2015-07-27 Thread Dolph Mathews
On Mon, Jul 27, 2015 at 2:03 PM, Clint Byrum cl...@fewbar.com wrote:

 Excerpts from Dolph Mathews's message of 2015-07-27 11:48:12 -0700:
  On Mon, Jul 27, 2015 at 1:31 PM, Clint Byrum cl...@fewbar.com wrote:
 
   Excerpts from Alexander Makarov's message of 2015-07-27 10:01:34 -0700:
Greetings!
   
I'd like to discuss pro's and contra's of having Fernet encryption
 keys
stored in a database backend.
The idea itself emerged during discussion about synchronizing rotated
   keys
in HA environment.
Now Fernet keys are stored in the filesystem that has some
 availability
issues in unstable cluster.
OTOH, making SQL highly available is considered easier than that for
 a
filesystem.
   
  
   I don't think HA is the root of the problem here. The problem is
   synchronization. If I have 3 keystone servers (n+1), and I rotate keys
 on
   them, I must very carefully restart them all at the exact right time to
   make sure one of them doesn't issue a token which will not be validated
   on another. This is quite a real possibility because the validation
   will not come from the user, but from the service, so it's not like we
   can use simple persistence rules. One would need a layer 7 capable load
   balancer that can find the token ID and make sure it goes back to the
   server that issued it.
  
 
  This is not true (or if it is, I'd love see a bug report).
 keystone-manage
  fernet_rotate uses a three phase rotation strategy (staged - primary -
  secondary) that allows you to distribute a staged key (used only for
 token
  validation) throughout your cluster before it becomes a primary key (used
  for token creation and validation) anywhere. Secondary keys are only used
  for token validation.
 
  All you have to do is atomically replace the fernet key directory with a
  new key set.
 
  You also don't have to restart keystone for it to pickup new keys dropped
  onto the filesystem beneath it.
 

 That's great news! Is this documented anywhere? I dug through the
 operators guides, security guide, install guide, etc. Nothing described
 this dance, which is impressive and should be written down!

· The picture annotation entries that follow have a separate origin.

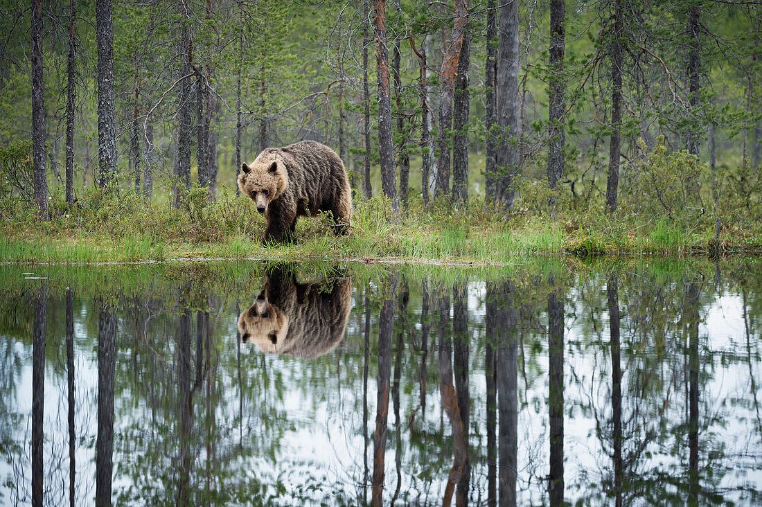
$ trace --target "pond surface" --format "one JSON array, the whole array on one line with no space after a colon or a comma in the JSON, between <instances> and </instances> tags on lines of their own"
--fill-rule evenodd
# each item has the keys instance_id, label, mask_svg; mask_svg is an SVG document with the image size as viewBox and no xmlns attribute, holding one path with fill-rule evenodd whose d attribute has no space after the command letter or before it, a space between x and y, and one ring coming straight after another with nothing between
<instances>
[{"instance_id":1,"label":"pond surface","mask_svg":"<svg viewBox=\"0 0 762 507\"><path fill-rule=\"evenodd\" d=\"M755 260L0 266L0 504L758 504L760 335Z\"/></svg>"}]
</instances>

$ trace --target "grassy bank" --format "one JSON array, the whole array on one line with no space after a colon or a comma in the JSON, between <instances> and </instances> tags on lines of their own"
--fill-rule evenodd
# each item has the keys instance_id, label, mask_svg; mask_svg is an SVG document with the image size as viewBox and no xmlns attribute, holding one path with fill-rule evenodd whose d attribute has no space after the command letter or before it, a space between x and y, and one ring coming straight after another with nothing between
<instances>
[{"instance_id":1,"label":"grassy bank","mask_svg":"<svg viewBox=\"0 0 762 507\"><path fill-rule=\"evenodd\" d=\"M413 260L499 265L534 254L723 255L762 253L762 226L695 217L653 213L609 216L600 210L559 204L530 205L527 198L510 213L483 202L453 209L425 210L412 203L394 218L389 203L357 203L348 236L329 230L330 217L299 220L296 245L263 247L264 217L250 200L223 189L208 204L203 189L191 190L182 205L146 204L139 197L85 196L74 208L51 207L49 222L18 210L0 224L0 260L15 262L108 262L174 258L306 258L365 261ZM540 196L539 201L546 202ZM21 217L22 218L18 218Z\"/></svg>"}]
</instances>

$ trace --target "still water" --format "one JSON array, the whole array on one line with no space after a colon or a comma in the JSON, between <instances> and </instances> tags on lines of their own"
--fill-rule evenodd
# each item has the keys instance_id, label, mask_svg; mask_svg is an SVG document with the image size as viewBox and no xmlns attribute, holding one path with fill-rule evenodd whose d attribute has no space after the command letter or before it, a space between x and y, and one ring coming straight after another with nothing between
<instances>
[{"instance_id":1,"label":"still water","mask_svg":"<svg viewBox=\"0 0 762 507\"><path fill-rule=\"evenodd\" d=\"M0 504L758 504L760 335L757 260L0 266Z\"/></svg>"}]
</instances>

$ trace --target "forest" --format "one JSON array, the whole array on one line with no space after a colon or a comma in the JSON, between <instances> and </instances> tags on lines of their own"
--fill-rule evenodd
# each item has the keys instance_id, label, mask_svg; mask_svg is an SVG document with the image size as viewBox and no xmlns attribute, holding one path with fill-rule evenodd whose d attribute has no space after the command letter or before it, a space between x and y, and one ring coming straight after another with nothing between
<instances>
[{"instance_id":1,"label":"forest","mask_svg":"<svg viewBox=\"0 0 762 507\"><path fill-rule=\"evenodd\" d=\"M242 162L302 140L354 211L300 220L297 254L757 251L760 8L2 2L0 255L250 253Z\"/></svg>"}]
</instances>

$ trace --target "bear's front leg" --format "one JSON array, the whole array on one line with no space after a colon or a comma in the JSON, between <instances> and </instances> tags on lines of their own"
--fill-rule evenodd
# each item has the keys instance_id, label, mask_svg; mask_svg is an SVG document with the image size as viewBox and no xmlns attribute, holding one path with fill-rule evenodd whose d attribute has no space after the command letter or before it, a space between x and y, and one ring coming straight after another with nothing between
<instances>
[{"instance_id":1,"label":"bear's front leg","mask_svg":"<svg viewBox=\"0 0 762 507\"><path fill-rule=\"evenodd\" d=\"M262 243L268 245L292 242L292 225L296 220L296 213L287 210L272 208L267 210L267 226L264 229Z\"/></svg>"}]
</instances>

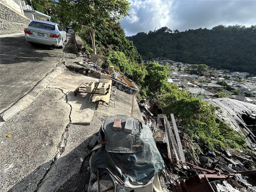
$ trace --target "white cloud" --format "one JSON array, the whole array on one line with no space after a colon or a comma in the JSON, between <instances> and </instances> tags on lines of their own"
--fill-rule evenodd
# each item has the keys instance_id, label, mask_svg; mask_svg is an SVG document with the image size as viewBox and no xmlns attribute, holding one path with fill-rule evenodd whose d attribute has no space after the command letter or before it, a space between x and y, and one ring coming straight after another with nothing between
<instances>
[{"instance_id":1,"label":"white cloud","mask_svg":"<svg viewBox=\"0 0 256 192\"><path fill-rule=\"evenodd\" d=\"M256 25L253 0L130 0L130 16L121 25L126 35L148 32L166 26L180 31L219 24Z\"/></svg>"}]
</instances>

(BTW, your original assumption would normally have been an accurate one!)

I don't believe it's documented in any of those places, yet. The best
explanation of the three phases in tree I'm aware of is probably this
(which isn't particularly accessible..):


https://github.com/openstack/keystone/blob/6a6fcc2/keystone/cmd/cli.py#L208-L223

Lance Bragstad and I also gave a small presentation at the Vancouver summit
on the behavior and he mentions the same on one of his blog posts:

  https://www.youtube.com/watch?v=duRBlm9RtCwfeature=youtu.be
  http://lbragstad.com/?p=133


 I even tried to discern how it worked from the code but it actually
 looks like it does not work the way you describe on casual investigation.


I don't blame you! I'll work to improve the user-facing docs on the topic.